Catalysts for olefin polymerization are known in which a clay, clay mineral, or ion-exchange lamellar compound is utilized as a catalyst component (see, for example, patent document 1). In the technical field of olefin polymerization catalysts in which a clay, clay mineral, or ion-exchange lamellar compound is used as a catalyst component, there has been a problem concerning improvements in catalytic activity and various means for solving the problem have been proposed (see, for example, patent documents 2 to 4). For example, a catalyst for olefin polymerization is known in which a clay, clay mineral, or ion-exchange lamellar compound that has undergone an acid treatment, a salt treatment, or a chemical treatment performed in the presence of both an acid and a salt is included as a catalyst component.
Also known is a method wherein an ion-exchanged phyllosilicate which has been treated with a high-concentration acid, in order to modify the pore structure thereof, is used as a catalyst component for olefin polymerization (see, for example, patent document 5). According to this method, by treating an ion-exchanged phyllosilicate with a high-concentration acid, pores having a large size can be formed. By using the thus-treated ion-exchanged phyllosilicate as a catalyst component, polymers having improved particle properties are obtained and an improvement in catalytic activity is attained.
Other techniques in which an ion-exchanged phyllosilicate having a specific structure is used are known (see, for example, patent documents 6 to 8).
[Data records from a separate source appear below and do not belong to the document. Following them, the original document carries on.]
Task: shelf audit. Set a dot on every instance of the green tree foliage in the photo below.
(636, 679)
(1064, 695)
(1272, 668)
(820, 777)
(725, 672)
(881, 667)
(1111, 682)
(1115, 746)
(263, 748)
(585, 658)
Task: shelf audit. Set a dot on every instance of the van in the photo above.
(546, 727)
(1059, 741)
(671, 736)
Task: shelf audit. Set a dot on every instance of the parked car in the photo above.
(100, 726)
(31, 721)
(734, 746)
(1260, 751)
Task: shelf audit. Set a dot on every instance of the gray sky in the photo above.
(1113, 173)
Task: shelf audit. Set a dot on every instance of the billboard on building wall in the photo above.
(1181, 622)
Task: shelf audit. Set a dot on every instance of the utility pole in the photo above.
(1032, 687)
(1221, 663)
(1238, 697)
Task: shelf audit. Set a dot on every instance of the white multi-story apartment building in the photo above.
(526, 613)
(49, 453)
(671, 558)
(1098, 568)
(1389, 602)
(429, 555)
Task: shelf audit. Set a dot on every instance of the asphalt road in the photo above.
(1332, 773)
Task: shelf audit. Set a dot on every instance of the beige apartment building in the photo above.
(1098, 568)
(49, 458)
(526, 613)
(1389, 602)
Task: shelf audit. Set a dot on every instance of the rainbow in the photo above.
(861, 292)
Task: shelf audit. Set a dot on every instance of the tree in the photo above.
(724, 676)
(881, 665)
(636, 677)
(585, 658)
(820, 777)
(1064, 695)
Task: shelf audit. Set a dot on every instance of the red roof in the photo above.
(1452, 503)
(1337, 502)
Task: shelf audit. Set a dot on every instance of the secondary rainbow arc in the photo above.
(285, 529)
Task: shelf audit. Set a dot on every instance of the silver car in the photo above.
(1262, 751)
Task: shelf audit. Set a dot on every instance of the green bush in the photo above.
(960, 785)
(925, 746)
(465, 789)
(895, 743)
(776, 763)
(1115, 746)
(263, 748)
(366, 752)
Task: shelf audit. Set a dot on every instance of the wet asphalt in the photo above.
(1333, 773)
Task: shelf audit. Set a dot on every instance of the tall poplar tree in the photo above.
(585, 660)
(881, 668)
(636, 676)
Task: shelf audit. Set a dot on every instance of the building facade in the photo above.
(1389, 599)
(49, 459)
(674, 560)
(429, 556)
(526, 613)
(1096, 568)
Furthermore disclosed as techniques in which attention is directed to a specific structure of an ion-exchanged phyllosilicate are one in which the amount of micropores in an ion-exchanged phyllosilicate has been specified and one in which an ion-exchanged phyllosilicate is chemically treated with an inorganic acid to eliminate metal atoms therefrom at a specified rate (see patent documents 9 and 10).
These techniques relate to a highly active ion-exchanged phyllosilicate obtained by chemically treating an ion-exchanged phyllosilicate while controlling the swelling action, which is one of the features thereof, to thereby enlarge the treatment surfaces and increase the amount of micropores having a small diameter.
However, the catalyst components for olefin polymerization according to those techniques proposed so far are still insufficient in activity, and a further technological improvement is desired.